Through in-depth interviews with such individuals, Toff and his fellow researchers examine how the digital media environment, increasingly dominated by social media and search engines, is changing the way people think about the role of professionally-produced news in how they discover and engage with the information they believe they need to navigate public affairs and participate in political life.
This research has highlighted the important roles played by emotions in regulating the way people manage their use of news media; attitudes about news itself and perceptions about the types of people news organizations aim to reach; and belongingness to communities of other news users as an essential source of social influence needed to sustain the habit of following news.
Toff has supplemented the mostly qualitative research into news audiences with large-scale opinion surveys of news audiences across three dozen countries worldwide.
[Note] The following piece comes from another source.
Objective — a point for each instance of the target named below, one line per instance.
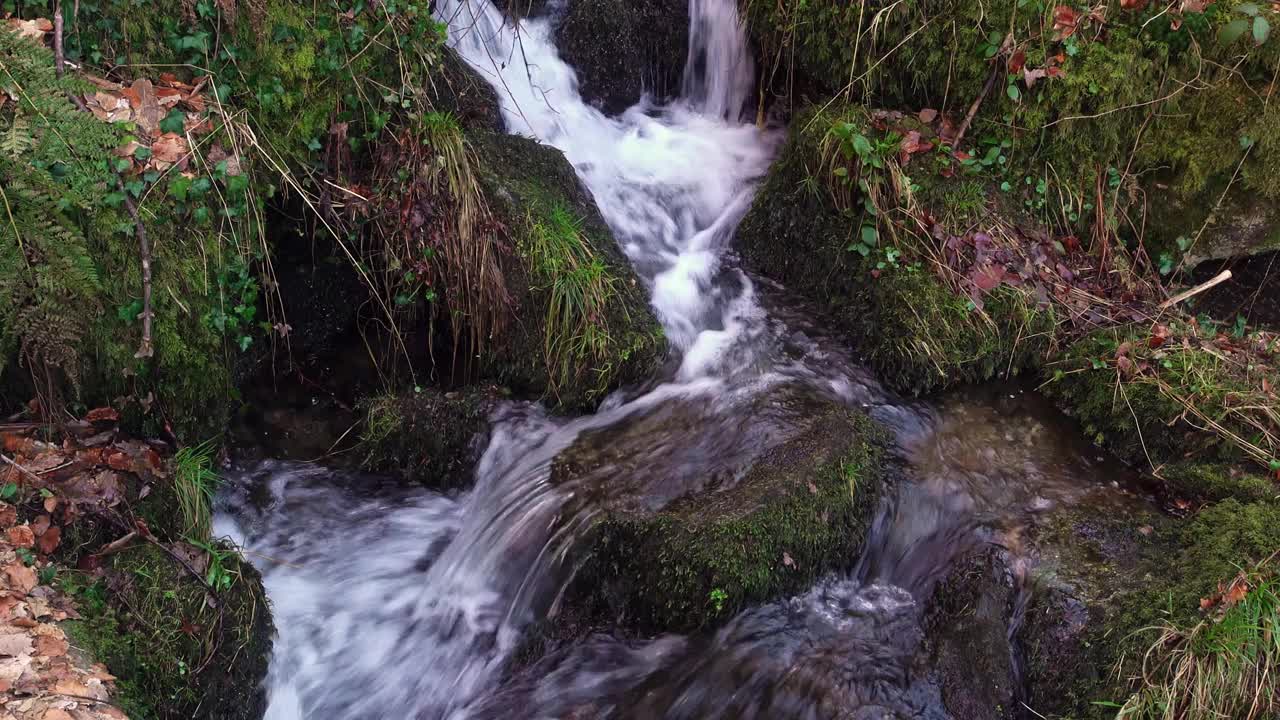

This comparative work has examined variation in news avoidance behaviors across different media environments and political contexts, pointing to the role played by political and press freedom in explaining why some countries exhibit much higher or lower rates of news avoidance and consumption. “The supply of news, not only individual differences in levels of interest, shapes cultures of news consumption at the societal level,” he said.
In a separate study with a collaborator at Wisconsin, Toff has examined what kinds of information people draw on when they talk about politics in informal conversation. “We find that contrary to most social science theories about political knowledge, which has largely emphasized news and factual information, people tend to process and share information largely through the lens of their personal experiences,” he said. This tendency to privilege experiential knowledge over other forms of knowledge appears among several different groups regardless of their degree of political engagement and sophistication. This work has led Toff and fellow researchers to propose an alternative interpretation for what it means to be an informed citizen in contemporary democratic systems.
While accurate and reliable information is an important building block for political discussion and deliberation, facts rarely speak for themselves, he said. “In fact, our digital media landscape offers a seemingly endless supply of information and arguments tailored to support people’s pre-existing views. We argue that models of civic competence which empathize knowledge of facts alone are insufficient. Instead, the ability to listen to, empathize, and understand the different lived experiences of others may be an increasingly core competency needed for promoting healthy democracies.”